Néammoins, avec un billet de 10 000 francs en poche qui était toute sa fortune et un billet de train, il se rendit à Strasbourg. Arrivé le soir dans la cité alsacienne, il prit une modeste chambre
d' hôtel et

dormit avec le
billet de 10 000 francs sous son oreiller de peur qu' on lui fauche durant la nuit ou qu' il s' envole...
Le lendemain, il arriva à convaincre les dirigeants d' Holweg de lui vendre une machine avec 100% de crédit. Mon père savait convaincre, malgré sa petite taille, il avait un charisme certain. Cela
lui fût toujours très utile car tout au long de sa vie, il a dû en convaincre des créanciers...

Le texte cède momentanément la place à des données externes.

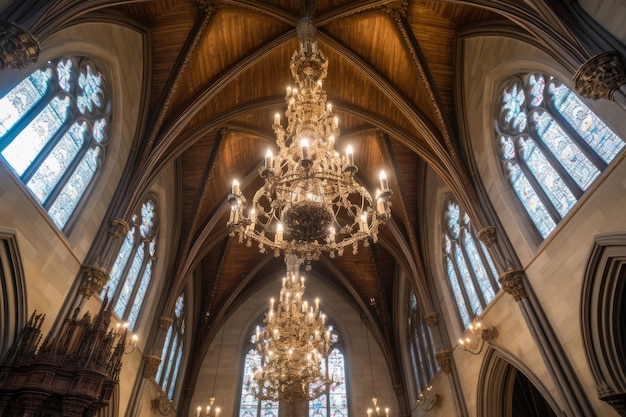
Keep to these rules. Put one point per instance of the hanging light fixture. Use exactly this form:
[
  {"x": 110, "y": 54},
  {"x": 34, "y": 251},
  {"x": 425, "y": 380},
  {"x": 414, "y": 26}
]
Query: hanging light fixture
[
  {"x": 311, "y": 202},
  {"x": 375, "y": 407},
  {"x": 293, "y": 342},
  {"x": 210, "y": 410}
]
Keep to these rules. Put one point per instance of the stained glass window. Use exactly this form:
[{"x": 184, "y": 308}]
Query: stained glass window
[
  {"x": 53, "y": 131},
  {"x": 469, "y": 268},
  {"x": 552, "y": 146},
  {"x": 335, "y": 403},
  {"x": 132, "y": 270},
  {"x": 249, "y": 405},
  {"x": 421, "y": 346},
  {"x": 172, "y": 355}
]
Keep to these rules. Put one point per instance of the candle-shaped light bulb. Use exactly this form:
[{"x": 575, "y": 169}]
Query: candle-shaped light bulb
[
  {"x": 384, "y": 185},
  {"x": 279, "y": 233},
  {"x": 349, "y": 155},
  {"x": 269, "y": 159},
  {"x": 380, "y": 206},
  {"x": 304, "y": 144}
]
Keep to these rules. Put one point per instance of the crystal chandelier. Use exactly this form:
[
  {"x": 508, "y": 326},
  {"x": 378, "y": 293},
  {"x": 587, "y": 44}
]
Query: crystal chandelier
[
  {"x": 293, "y": 343},
  {"x": 310, "y": 202}
]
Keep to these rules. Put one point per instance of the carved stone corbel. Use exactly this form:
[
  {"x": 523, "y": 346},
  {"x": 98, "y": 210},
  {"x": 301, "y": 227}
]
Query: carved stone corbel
[
  {"x": 444, "y": 360},
  {"x": 600, "y": 76},
  {"x": 18, "y": 47},
  {"x": 513, "y": 283},
  {"x": 94, "y": 280}
]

Quand certaines fins de mois étaient "infranchissables" mon père, qui n' a jamais voulu se déclarer en faillite, faisait appel à ses beaux-frères qui venaient colmater la brèche.
Tout cela je le sais par ma mère, car lui nous disait toujours que tout allait bien.
Il n' aurait jamais fait de blog car il ne parlait jamais du passé, jamais....toujours de l' avenir, de ce qu' il allait entreprendre...Le dimanche, il réfléchissait à tout ça en bricolant ou en
jardinant, la cigarette aux lèvres.
Ma mère, qui avait , au contraire, un tempéremment qui la poussait à la prudence, a beaucoup souffert des "grandes" idées de mon père.
Il faut reconnaître, que, globalement, il a réussi sa vie professionnelle. Une vie qui ne fût jamais motivée par
l' argent, mais par le désir d' entreprendre de grandes choses.